The recent United Nations Environment Programme (UNEP) meeting on ending plastic pollution raised concerns about the pace and direction of negotiations to finalise a legally binding treaty.
This was UNEP’s third session of the Intergovernmental Negotiating Committee — it was called INC-3 — and it concluded last week in Kenya, Nairobi. INC aims to gather various stakeholders to create an agreement that would hold governments accountable to enforce laws to curb plastic pollution.
The Quaker United Nations Office (QUNO) has been participating in various INC meetings held in various countries. QUNO’s Sustainable and Just Economic Systems (SJES) programme lead Andres Naranjo has been attending INC meetings. In Kenya, he participated in various consultations, delivered impactful statements and engaged in meaningful dialogue with stakeholders.
“Our work at INC-3 has laid a foundation for ongoing advocacy, and we remain committed to a treaty that embodies our collective aspiration for a sustainable, just, and healthy world. The decisions made in these negotiations will shape our environmental legacy and our commitment to future generations,” said Naranjo after INC-3.
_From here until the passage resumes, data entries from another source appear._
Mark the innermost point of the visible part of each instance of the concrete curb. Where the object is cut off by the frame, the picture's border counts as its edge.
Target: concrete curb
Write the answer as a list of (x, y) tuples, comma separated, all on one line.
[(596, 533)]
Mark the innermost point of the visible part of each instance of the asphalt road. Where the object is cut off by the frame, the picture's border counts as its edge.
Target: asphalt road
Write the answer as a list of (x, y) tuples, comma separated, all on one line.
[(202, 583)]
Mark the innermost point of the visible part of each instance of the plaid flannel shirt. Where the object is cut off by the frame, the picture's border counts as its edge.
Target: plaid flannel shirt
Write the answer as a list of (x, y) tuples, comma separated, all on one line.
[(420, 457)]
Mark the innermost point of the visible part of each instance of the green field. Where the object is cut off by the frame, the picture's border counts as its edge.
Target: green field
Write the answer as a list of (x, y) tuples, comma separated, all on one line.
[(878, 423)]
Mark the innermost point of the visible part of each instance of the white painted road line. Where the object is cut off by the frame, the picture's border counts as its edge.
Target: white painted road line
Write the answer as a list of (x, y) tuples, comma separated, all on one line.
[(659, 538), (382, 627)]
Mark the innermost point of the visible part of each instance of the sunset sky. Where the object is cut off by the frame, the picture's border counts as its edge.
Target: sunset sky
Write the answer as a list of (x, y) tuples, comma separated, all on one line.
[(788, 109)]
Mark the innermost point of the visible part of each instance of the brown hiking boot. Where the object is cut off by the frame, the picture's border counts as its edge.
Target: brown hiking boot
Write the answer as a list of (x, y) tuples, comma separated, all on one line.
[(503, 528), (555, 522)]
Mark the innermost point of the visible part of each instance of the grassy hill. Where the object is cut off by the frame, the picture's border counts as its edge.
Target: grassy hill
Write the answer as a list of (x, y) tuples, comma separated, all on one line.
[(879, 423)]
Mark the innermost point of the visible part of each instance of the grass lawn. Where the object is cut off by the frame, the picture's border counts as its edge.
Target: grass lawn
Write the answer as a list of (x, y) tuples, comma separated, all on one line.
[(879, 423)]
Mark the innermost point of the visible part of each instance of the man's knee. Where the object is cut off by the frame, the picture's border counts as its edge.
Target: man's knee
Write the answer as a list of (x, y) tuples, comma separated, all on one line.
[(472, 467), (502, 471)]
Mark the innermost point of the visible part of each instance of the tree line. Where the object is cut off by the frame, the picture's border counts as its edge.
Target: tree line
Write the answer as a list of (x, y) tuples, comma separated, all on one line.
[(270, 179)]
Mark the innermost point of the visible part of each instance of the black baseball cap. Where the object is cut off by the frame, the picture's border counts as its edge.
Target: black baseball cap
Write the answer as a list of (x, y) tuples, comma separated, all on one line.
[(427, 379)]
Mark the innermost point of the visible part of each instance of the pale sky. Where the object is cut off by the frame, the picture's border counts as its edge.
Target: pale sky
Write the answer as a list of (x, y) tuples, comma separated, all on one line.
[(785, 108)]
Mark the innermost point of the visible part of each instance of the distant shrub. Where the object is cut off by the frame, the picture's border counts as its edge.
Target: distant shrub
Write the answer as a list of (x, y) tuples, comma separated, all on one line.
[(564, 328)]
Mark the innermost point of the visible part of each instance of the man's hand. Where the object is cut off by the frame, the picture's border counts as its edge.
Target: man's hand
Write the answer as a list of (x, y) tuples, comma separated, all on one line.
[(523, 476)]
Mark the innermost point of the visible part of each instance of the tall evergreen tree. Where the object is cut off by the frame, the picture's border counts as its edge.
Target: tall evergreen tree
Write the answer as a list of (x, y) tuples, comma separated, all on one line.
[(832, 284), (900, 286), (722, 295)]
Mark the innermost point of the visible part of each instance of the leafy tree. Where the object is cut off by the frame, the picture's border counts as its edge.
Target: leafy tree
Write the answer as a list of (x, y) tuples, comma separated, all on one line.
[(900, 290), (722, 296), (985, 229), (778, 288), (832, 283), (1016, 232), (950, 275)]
But he pointed out that the “ballooning size of the Revised Zero Draft to over 100 pages, without a clear agenda, underscores the need for a major course correction to avoid what could become, as the Centre for International Environmental Law states, a ‘polite but massive failure’ in Ottawa, during INC-4 next year”.
Naranjo added: “As we look towards future sessions, we will continue to collaborate closely with our partners to ensure that the treaty is ambitious, inclusive, and grounded in environmental integrity and human rights principles.”
“Our focus has been on advocating for the removal of subsidies that contribute to plastic production and chemicals of concern, as well as promoting a just transition towards sustainable systems like reuse, refill, and package less systems.
“These measures are crucial in mitigating plastic pollution and align with our vision for the International Legally Binding Instrument (ILBI).”
Naranjo says QUNO’s SJES programme would “despite the challenges remain steadfast in our advocacy”.
“We share the urgency of other stakeholders in addressing the coordinated campaign by fossil fuel and petrochemical exporters that risks derailing meaningful progress,” he said.